After enjoying a record-breaking box office opening for a foreign film, Bong Joon-ho’s Parasite might very well be the best film of the year. Following a unanimous Palme d’Or win at the 2019 Cannes Film Festival and a limited release in New York City and Los Angeles, Parasite is now showing in theaters across the country.
The film revolves around the relationship between the Kims, a down-and-out family of gig-economy and service-job workers, and the Parks, a wealthy family living in a former architect’s stately mansion. After falling into an English tutoring job for the Park family’s daughter, Ki-woo Kim’s (Choi Woo-shik) family finds ways for each member of their family to take on a job in the house while hiding the true nature of their familial bonds. The title Parasite seems to be a reference to the Kim family’s “leeching” of the rich Parks’ money through a series of hijinks and deception. At the same time, as the movie progresses and the Kims pull off their elaborate heist, it is increasingly clear that this is, in some ways, a codependent leeching, wherein the rich are unable to facilitate their own existence outside of the labor of the less fortunate.

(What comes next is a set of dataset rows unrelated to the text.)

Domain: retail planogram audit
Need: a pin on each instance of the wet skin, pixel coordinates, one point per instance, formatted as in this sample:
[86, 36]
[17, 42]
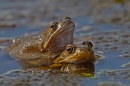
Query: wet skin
[75, 54]
[49, 43]
[71, 55]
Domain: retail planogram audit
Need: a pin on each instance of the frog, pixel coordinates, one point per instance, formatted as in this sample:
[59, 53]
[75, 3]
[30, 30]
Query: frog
[72, 54]
[77, 54]
[47, 44]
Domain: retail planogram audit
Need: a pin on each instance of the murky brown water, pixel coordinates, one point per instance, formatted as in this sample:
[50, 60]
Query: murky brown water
[105, 23]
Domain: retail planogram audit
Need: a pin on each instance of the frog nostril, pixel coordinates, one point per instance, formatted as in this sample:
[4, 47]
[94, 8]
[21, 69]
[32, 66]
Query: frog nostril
[64, 18]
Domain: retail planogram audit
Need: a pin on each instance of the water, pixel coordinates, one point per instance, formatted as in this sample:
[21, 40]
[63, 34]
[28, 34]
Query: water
[109, 34]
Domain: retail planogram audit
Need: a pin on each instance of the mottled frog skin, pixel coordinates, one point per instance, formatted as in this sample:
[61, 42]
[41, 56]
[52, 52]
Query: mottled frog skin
[76, 54]
[49, 43]
[71, 55]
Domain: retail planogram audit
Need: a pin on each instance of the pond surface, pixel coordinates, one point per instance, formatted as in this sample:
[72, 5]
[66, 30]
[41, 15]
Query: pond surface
[106, 26]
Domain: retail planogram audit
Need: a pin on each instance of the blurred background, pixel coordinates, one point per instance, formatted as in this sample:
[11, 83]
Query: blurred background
[104, 22]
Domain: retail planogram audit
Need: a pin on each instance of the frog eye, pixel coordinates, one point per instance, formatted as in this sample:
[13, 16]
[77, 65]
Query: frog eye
[53, 25]
[88, 43]
[70, 49]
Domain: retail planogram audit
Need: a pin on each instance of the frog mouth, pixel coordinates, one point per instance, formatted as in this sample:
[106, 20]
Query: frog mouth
[57, 34]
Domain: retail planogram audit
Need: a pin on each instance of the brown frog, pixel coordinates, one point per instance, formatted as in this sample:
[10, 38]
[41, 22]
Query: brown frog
[71, 55]
[75, 54]
[49, 43]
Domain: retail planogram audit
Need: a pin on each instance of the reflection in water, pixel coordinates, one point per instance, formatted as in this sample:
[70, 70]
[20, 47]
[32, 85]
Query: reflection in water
[84, 69]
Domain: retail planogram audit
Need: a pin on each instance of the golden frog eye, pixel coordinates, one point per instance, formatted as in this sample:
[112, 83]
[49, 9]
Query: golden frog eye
[88, 43]
[70, 49]
[53, 26]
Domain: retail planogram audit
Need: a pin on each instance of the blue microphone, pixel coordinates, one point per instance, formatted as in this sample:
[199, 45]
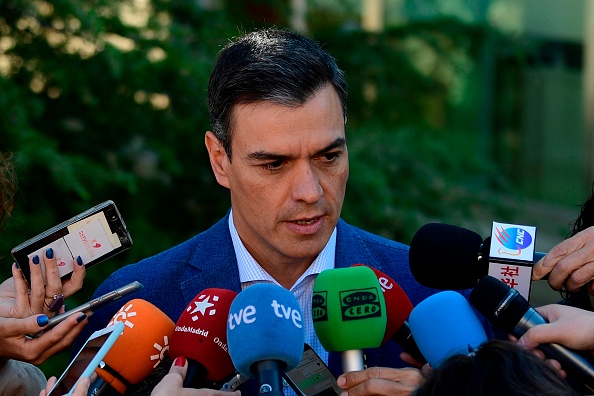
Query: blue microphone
[265, 335]
[443, 325]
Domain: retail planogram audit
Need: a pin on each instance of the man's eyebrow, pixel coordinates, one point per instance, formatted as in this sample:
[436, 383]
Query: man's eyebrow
[267, 156]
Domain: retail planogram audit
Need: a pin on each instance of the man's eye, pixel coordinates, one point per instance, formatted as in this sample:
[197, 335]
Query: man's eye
[331, 156]
[273, 165]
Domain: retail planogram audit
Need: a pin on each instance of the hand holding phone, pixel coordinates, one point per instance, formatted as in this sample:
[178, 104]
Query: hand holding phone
[95, 235]
[94, 350]
[93, 305]
[312, 377]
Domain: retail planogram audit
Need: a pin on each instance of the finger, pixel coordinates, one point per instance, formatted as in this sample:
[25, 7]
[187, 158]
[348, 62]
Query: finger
[568, 256]
[50, 383]
[383, 381]
[408, 358]
[37, 296]
[580, 276]
[82, 387]
[12, 327]
[173, 380]
[52, 275]
[57, 339]
[21, 298]
[179, 369]
[403, 375]
[426, 369]
[540, 270]
[75, 282]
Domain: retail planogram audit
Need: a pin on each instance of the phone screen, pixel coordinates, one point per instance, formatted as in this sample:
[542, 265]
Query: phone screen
[80, 362]
[95, 235]
[312, 377]
[89, 238]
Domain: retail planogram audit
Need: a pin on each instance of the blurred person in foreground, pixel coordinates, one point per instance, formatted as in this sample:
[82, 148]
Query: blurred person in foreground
[278, 109]
[171, 384]
[27, 311]
[496, 368]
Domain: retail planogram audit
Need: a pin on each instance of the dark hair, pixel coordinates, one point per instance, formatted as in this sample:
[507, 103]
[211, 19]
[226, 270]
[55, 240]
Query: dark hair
[7, 185]
[497, 368]
[586, 217]
[581, 297]
[274, 65]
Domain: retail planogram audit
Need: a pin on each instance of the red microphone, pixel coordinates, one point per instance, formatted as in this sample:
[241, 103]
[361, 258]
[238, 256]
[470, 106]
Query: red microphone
[140, 348]
[398, 309]
[200, 335]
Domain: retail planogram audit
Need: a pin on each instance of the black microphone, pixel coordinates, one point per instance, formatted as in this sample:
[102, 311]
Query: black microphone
[444, 256]
[506, 308]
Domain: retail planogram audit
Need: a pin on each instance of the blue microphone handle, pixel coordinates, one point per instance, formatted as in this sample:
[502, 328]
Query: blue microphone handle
[269, 374]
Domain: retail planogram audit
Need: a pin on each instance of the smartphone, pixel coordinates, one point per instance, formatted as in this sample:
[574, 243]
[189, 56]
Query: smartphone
[312, 377]
[87, 359]
[92, 305]
[95, 235]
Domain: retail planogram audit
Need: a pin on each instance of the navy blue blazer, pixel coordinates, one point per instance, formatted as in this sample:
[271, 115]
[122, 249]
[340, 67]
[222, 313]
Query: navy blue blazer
[174, 277]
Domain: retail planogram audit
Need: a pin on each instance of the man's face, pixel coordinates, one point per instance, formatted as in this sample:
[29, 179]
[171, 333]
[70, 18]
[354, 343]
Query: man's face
[287, 177]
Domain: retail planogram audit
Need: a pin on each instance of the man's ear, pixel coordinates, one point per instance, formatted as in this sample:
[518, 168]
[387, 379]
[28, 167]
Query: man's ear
[218, 158]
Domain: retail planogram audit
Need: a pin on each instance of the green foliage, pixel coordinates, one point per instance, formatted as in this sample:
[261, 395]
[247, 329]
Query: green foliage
[105, 99]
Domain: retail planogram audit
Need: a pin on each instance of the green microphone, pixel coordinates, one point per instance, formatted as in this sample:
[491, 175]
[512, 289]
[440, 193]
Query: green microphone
[349, 313]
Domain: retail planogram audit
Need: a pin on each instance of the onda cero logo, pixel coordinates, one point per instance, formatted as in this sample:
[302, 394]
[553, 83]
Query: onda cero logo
[360, 304]
[514, 239]
[319, 308]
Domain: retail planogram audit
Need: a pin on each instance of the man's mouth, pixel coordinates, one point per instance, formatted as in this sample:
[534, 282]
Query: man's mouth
[306, 222]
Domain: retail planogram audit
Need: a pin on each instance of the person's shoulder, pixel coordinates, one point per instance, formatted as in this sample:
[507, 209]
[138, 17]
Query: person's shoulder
[175, 257]
[349, 231]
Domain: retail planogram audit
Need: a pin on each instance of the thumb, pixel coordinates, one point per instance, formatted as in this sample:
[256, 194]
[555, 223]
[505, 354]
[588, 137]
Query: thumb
[16, 327]
[179, 368]
[539, 271]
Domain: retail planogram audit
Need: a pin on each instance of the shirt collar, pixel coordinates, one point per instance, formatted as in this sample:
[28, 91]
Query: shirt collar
[251, 271]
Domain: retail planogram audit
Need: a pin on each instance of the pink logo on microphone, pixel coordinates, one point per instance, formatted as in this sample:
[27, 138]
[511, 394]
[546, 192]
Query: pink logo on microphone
[203, 306]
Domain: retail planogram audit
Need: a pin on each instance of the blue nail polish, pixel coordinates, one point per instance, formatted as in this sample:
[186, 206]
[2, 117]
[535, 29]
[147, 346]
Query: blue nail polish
[42, 320]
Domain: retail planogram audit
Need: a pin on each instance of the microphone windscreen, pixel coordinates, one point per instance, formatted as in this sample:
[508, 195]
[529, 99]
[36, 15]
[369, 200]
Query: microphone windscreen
[443, 325]
[398, 305]
[140, 348]
[487, 296]
[265, 323]
[348, 309]
[201, 333]
[444, 256]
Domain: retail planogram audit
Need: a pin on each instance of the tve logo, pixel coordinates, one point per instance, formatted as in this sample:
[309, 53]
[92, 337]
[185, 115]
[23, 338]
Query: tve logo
[512, 242]
[248, 314]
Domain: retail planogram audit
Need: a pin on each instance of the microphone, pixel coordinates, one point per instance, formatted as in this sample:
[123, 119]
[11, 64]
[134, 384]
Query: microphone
[506, 308]
[200, 335]
[265, 335]
[398, 309]
[141, 347]
[443, 256]
[349, 313]
[443, 325]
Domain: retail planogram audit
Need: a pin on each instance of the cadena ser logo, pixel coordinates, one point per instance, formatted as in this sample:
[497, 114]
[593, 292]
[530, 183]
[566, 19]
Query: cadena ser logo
[514, 239]
[319, 306]
[360, 304]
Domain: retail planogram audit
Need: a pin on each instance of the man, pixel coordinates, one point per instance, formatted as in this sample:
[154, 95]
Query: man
[277, 104]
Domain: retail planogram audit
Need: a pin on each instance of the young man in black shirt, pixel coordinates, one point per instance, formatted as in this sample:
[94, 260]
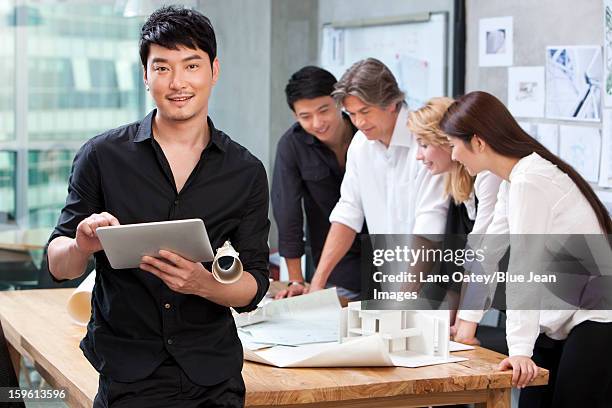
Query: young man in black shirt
[162, 335]
[309, 167]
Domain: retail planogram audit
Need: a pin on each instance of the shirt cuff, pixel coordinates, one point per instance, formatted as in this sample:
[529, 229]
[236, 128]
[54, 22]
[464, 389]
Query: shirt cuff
[347, 215]
[289, 250]
[520, 350]
[429, 223]
[474, 316]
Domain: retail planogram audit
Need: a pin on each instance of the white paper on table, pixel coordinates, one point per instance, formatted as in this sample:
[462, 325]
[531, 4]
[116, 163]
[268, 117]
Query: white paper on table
[454, 346]
[413, 360]
[311, 318]
[548, 135]
[79, 303]
[526, 96]
[580, 146]
[367, 351]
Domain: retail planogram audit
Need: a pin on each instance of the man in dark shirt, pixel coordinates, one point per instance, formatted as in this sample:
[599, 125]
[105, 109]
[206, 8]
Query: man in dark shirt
[309, 168]
[163, 335]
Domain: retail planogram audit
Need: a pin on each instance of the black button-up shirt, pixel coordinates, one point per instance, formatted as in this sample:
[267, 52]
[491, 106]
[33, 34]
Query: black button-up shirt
[137, 321]
[306, 169]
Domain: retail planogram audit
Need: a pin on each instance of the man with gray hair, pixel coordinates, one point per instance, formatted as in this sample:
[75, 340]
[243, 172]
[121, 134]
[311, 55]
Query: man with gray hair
[384, 183]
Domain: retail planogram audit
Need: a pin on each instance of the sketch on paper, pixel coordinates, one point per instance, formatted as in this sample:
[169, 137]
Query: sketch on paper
[605, 171]
[608, 53]
[413, 76]
[332, 47]
[580, 147]
[573, 82]
[495, 41]
[526, 94]
[548, 135]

Beyond this relationship and without revealing too much, the movie also questions the implications of fortune for each family. While the Parks are unscathed by economic relationships, environmental catastrophe, and personal struggles, the Kims are constantly digging their nails in, becoming more and more acutely aware of the extreme precariousness their momentary success relies on. The movie is a potent reminder of one of the fundamental conditions of contemporary capitalism––in a world of ever-widening stratification and inequality, there is always somebody below you, ready to grab your spot in the middle class.
As the movie digs into a complex web of familial and class relationships, it is simultaneously visceral and in-your-face while maintaining a hyper-neurotic attention to detail. Blood, urine, and sewage water flow freely alongside shots of perfectly manicured flora and carefully prepared fruit plates. The climax of the movie is as small as a wrinkle of the nose. This diligent attention to detail can be attributed to Joon-ho’s directing style, which includes detailed comic-like storyboarding and no coverage. The cast, while not star-studded to an American audience, includes veteran Korean actors including Joon-ho’s frequent collaborators Song Kang-ho and Choi Woo-shik.
The film has a distinctly Korean flavor––Korean cinema has a standing history of drawing attention to what some have labeled “dirt spoons” and “gold spoons,” or the visible and growing gap between the “haves” and the “have-nots.” This visible gap is driven home through an immaculate use of production design, from a tongue-in-cheek made-up Korean dish called “ramdon” to the way various lights are used throughout the movie to symbolize the resources available to a character at any given moment. The movie is at its strongest when it outlines the anatomy of these class distinctions, and at its weakest when it chooses instead to delve into individual character’s emotional or romantic obligations.
As it digs through the ever-expanding series of traumas and complexities embodied by the ensemble cast, the movie refuses neat genre categorization. Instead, it picks and chooses genre conventions from horror, comedy, and thriller movies that make even a bloody massacre seem tongue-in-cheek or cause a scene of familial solidarity to be laced with suspense. This slippage between lighthearted wry comedy and dramatic catastrophe drives home the scalar effects of poverty and exclusion. The laughter permeates the characters’ deepest traumas and hopes while they dream of escaping this twisted, parasitic system.
Parasite is currently showing at Chicago’s ArcLight Cinemas, AMC River East 21, Landmark’s Century Centre Cinema, and ShowPlace ICON Theatres at Roosevelt.